Google ML Jam Course 1: How google does Machine learning?

Module 1&2

Model: math function
Supervised Learning: adjust model to match output and label

input, label –> model –> output

ML have two stages: training and inference
- Both are important for ML be useful.
- Inference takes inputs that model has not seen.
replace heuristics with model
starts with heuristics but use ML when have data

Use case questions:

If the use case was an ML problem….
1. What is being predicted?
2. What data is needed?
Now imagine the ML problem is a question of software:
1. What is the API for the problem during prediction?
  - Inputs & Outputs
2. Who will use this service? How are they doing it today?
Cast it in the framework of a data problem. What are some key actions to collect, analyze, predict, and react to the data/predictions
1. What data are we collecting?
2. What data are we analyzing?
3. What data are we predicting?
4. What data are we reacting to?

ML is scaling beyond hand-written rules. Simple model + more data > Complex model + less data

Don’t jump into ML! Start with manual data analysis to know your data!

Training-serving skew

Batch data in training v.s. streaming data in prediction
The pipeline should handle both to get the same input for the model.

Fail fast and iterate!

ML business (Module 3)

Defining KPI’s
Collecting data
Building infra
Optimization
Integration
Effort Allocation
- Top1: Collecting data: to gather more good-quality data to serve this problem.
- Top2: Building infra: make sure to serve smoothly to users.
- Top3: Integration
What is the application for?
- Is your ML is improving the real world?

ML value comes along the way.

The generic feed-back loop

st=>start: inputs 
e=>end: done
process=>operation: Process
output=>operation: Output
ig=>operation: Insight generation (Big Data)
tune=>operation: Tuning (ML)
cond=>condition: Good enough?

st->process->output->ig->tune->cond
cond(yes)->e
cond(no)->process

Process:
- Individual: prototyping, trying new ideas.
- Delegation: Gently increase people involved, formalize the process.
- Digitization: Automate repetitive parts. Need IT + ML to both succeed.
Insight generation (Analytics):
- Measure data and reflect the product to tune it.
- Redefine success.
Tuning: Automated feedback that is faster than many humans.

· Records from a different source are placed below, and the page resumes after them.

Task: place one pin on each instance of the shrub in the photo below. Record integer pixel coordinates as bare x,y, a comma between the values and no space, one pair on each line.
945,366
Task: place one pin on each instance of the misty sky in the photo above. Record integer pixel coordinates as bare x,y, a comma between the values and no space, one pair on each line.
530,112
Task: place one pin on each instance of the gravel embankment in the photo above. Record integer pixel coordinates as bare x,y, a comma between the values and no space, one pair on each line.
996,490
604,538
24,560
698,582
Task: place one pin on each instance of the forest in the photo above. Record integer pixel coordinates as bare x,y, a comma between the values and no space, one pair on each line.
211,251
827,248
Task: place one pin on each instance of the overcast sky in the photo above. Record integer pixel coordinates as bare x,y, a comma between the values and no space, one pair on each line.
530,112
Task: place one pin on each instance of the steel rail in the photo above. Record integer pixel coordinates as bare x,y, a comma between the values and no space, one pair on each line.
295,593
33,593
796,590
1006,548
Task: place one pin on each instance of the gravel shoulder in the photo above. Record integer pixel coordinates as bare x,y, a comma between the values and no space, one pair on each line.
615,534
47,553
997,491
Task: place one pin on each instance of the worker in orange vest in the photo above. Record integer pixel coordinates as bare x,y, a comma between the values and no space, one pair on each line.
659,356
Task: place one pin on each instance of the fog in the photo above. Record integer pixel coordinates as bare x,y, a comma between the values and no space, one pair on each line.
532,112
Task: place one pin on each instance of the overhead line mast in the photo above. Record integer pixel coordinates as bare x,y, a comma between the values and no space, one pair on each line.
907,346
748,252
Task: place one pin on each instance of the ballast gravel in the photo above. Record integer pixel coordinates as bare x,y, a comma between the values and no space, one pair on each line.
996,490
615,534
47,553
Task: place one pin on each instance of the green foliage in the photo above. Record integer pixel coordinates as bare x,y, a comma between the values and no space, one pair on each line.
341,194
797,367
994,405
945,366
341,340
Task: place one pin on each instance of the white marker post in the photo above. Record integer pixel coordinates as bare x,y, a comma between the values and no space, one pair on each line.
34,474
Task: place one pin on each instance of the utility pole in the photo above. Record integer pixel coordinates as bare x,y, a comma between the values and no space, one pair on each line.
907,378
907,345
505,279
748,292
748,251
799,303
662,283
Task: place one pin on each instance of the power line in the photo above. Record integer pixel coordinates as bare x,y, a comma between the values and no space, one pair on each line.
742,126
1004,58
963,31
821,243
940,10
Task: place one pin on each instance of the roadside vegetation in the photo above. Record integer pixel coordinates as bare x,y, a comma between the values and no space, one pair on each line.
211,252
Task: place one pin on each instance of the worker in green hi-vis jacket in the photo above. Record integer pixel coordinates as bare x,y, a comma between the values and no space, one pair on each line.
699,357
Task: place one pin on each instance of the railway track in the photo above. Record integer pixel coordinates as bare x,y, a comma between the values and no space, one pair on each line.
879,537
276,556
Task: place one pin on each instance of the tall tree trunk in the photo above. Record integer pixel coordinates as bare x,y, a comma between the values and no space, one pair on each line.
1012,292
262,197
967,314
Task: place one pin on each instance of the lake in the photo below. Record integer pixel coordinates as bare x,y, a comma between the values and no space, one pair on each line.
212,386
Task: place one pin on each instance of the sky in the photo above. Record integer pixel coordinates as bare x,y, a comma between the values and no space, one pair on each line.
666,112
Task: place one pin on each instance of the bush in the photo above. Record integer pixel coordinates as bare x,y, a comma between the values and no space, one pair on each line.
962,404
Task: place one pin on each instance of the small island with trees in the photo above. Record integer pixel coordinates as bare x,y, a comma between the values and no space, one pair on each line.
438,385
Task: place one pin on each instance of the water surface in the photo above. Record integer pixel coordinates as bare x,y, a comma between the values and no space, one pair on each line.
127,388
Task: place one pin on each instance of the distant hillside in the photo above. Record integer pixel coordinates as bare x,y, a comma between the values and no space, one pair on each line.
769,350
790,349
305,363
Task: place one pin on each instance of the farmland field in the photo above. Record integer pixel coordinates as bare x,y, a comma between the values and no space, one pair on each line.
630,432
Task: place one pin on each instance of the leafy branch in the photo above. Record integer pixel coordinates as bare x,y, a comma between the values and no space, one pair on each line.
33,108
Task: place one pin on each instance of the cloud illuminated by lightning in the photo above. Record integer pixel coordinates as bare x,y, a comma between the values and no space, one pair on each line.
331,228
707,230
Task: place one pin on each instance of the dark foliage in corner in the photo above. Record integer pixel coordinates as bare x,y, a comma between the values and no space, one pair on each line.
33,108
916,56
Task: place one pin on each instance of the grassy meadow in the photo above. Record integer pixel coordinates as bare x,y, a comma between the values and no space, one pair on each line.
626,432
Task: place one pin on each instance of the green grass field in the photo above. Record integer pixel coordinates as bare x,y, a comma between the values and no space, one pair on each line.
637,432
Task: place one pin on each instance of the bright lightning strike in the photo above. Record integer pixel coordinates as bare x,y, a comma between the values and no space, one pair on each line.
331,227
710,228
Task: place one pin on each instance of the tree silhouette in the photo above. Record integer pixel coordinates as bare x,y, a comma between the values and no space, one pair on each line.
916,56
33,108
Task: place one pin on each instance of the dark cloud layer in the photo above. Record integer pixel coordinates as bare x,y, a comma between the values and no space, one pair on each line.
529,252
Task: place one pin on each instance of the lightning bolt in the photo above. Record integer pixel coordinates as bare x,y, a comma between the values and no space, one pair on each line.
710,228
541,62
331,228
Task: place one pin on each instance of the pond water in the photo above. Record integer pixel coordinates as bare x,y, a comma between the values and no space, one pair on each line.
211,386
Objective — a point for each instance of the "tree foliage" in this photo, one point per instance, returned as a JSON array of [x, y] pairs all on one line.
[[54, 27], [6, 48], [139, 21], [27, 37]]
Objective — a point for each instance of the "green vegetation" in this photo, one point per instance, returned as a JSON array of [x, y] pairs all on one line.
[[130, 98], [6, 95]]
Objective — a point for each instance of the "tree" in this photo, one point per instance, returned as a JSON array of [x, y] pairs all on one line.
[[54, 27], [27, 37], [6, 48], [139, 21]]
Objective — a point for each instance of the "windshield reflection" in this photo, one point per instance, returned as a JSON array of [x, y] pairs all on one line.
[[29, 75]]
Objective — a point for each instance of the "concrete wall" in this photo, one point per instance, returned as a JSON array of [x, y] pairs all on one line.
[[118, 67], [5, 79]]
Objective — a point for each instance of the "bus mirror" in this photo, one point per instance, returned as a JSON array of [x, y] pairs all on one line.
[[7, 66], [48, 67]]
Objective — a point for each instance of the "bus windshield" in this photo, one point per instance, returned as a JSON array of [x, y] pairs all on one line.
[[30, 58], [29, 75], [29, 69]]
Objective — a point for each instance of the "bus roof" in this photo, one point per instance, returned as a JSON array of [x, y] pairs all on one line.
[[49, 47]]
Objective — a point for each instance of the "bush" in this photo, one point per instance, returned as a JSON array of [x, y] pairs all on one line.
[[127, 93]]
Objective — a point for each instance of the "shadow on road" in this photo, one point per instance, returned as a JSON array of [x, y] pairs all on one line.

Inclusive ML: fairness of ML (Module 4)

Interactive bias: user interactions may inclined to interact with one over the other.
Latent bias: More male scientists than female ones during history
Selection bias: do you sure data represent everyone?
Confusion matrix: False Positive v.s. False negative
- Select the appropriate metric according to the problem (Avoid FP or avoid FN is more important?)
Equality of oppurtunity: equal True positive rate for each groups.
A data visualization tool: Facets

Python notebooks in the Cloud

Serverless service:
- Jupyter notebooks: DataLab.
- BigQuery: aggregate big dataset using SQL.
Google pre-trained APIs:
- vision
- intelligence (for image/video)
- speech
- translation
- natural-language

Thoughts

It is cool that google shared its procedure of transforming to a AI-first company by going through the five steps.